Certain prominent political leaders who grab our attention (you know who I mean) sometimes seem crazy and sometimes seem evil.  Which is it?  To answer that, we need to ask ourselves what’s the difference between crazy and evil.

Some people say “it is more compassionate to call someone ill than to call someone evil”. The diagnosis of illness makes us want to heal while the diagnosis of evil makes us want to condemn and punish.  This is false.  When people are ill sometimes we quarantine them and allow them to die.  When people we care about do evil, sometimes we preach at them and try to get them to mend their ways.

Some people say “people who are evil are free to change” while “people who are sick are compelled by their illness.”  This is either false or so philosophical as to be useless.  Some people are so evil that they will never change.  Some people who are sick will get better by appropriate psychotherapy.

Some people say health is an objective scientific category while good and evil are subjective.  This is not true either.  When we define mental illness we make judgments of what sort of human life is worthwhile and what sort of human life is not worthwhile.  Sometimes we don’t notice because we appeal to a concept of function and disfunction, but these are always explained in reference to an ideal of human flourishing.  The man who sits in his room all day counting motes of dust is functioning perfectly well — as a lonely dust mote counter.  To call him catatonic or obsessive or paranoid requires some conception of how a good human life differs from his.

An argument that illness and evil are the same is that the opposites are the same.  There is no real difference between the extremely good human being and the extremely mentally healthy human being.  They are both human ideals that we laud, imitate, and are inspired by.

Calling someone mentally ill and calling somebody evil are both mechanisms of social ostracism.  If somebody is crazy, we don’t want to listen to his advice, we don’t want him taking care of our children, and if he’s dangerous we lock him up.  Similarly if somebody is evil; we watch ourselves around him, are wary of obeying his counsel, and if he does something bad enough lock him up or kill him.  What’s the difference then?

Let’s take a very simple case of social ostracism.  Joe, Mary, and Edward are lost in the woods with very little food.  Joe says to Mary: “I had a dream last night.  My pet dog Bomba appeared to me as a ghost and said if we kill Edward he will lead us to safety.”  Edward says to Mary “Let’s wait until Joe is not looking and kill him and eat him, and if we make it to safety we will say he died falling in a ravine.”

Let’s say Mary does not listen to either of her companions, and that evening they are saved.  Mary tells the authorities (or her closest friend) Edward is evil.  Joe is crazy.  Beware of them.  What does she mean?

The message from Joe was weird and led her in an unfamiliar way.  The message from Edward was entirely normal but something she doesn’t want to give in to.  Mary’s method of resisting the call of insanity is different than her method of resisting the lure of evil.   How is it different?  I’m not sure, but I think it’s different.  Or it might be. In certain circumstances.
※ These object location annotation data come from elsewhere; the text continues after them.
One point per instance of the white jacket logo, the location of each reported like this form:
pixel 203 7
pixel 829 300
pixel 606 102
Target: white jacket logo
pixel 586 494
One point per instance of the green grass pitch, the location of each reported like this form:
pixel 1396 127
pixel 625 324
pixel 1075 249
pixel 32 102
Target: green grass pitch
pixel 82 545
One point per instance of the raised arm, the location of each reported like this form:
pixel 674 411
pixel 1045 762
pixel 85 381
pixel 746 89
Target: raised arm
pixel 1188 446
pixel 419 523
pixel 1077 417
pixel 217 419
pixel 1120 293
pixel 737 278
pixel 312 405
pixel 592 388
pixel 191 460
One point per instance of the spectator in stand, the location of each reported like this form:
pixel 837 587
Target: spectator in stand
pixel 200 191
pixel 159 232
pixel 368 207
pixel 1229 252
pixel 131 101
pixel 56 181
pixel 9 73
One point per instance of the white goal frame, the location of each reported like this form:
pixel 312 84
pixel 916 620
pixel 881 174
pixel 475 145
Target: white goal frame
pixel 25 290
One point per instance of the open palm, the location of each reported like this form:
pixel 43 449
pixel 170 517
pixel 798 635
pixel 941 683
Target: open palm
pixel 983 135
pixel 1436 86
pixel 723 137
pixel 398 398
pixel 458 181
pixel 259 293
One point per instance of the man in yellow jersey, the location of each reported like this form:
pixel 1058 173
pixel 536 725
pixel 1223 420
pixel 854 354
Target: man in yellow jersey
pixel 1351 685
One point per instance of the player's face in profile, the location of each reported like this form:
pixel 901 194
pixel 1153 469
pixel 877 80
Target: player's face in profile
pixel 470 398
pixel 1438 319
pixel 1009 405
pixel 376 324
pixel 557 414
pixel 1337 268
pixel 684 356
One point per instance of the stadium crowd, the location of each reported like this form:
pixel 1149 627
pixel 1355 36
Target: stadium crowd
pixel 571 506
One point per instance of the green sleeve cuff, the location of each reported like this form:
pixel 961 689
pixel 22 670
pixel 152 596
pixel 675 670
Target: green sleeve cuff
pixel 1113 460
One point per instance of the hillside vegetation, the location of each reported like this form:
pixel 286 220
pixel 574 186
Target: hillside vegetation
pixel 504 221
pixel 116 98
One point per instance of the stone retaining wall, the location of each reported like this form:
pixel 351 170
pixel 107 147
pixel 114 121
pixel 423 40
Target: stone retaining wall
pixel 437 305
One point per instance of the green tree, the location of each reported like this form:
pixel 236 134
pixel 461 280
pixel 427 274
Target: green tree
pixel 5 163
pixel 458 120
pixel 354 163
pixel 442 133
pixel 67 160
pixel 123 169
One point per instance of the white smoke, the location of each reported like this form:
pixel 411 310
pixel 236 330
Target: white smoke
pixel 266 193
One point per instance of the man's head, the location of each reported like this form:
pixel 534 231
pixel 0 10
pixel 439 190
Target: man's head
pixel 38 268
What if we come across Mary and Joe walking alone and they tell us that they killed Edward because they were following the advice of a dog in a dream.  We might say that Joe drove Mary crazy.

What if we come across Mary and Edward walking alone and we learn years later that they killed JOe.  We might say that Edward seduced Mary to evil.

Or we might say that Edward and Mary made a tough but necessary choice. Or we may say that Joe’s dog Bomba really saved them.

In that case would it mean we ourselves are crazy?  Would it mean we ourselves are evil?

If we are crazy or evil, do we ostracize ourselves?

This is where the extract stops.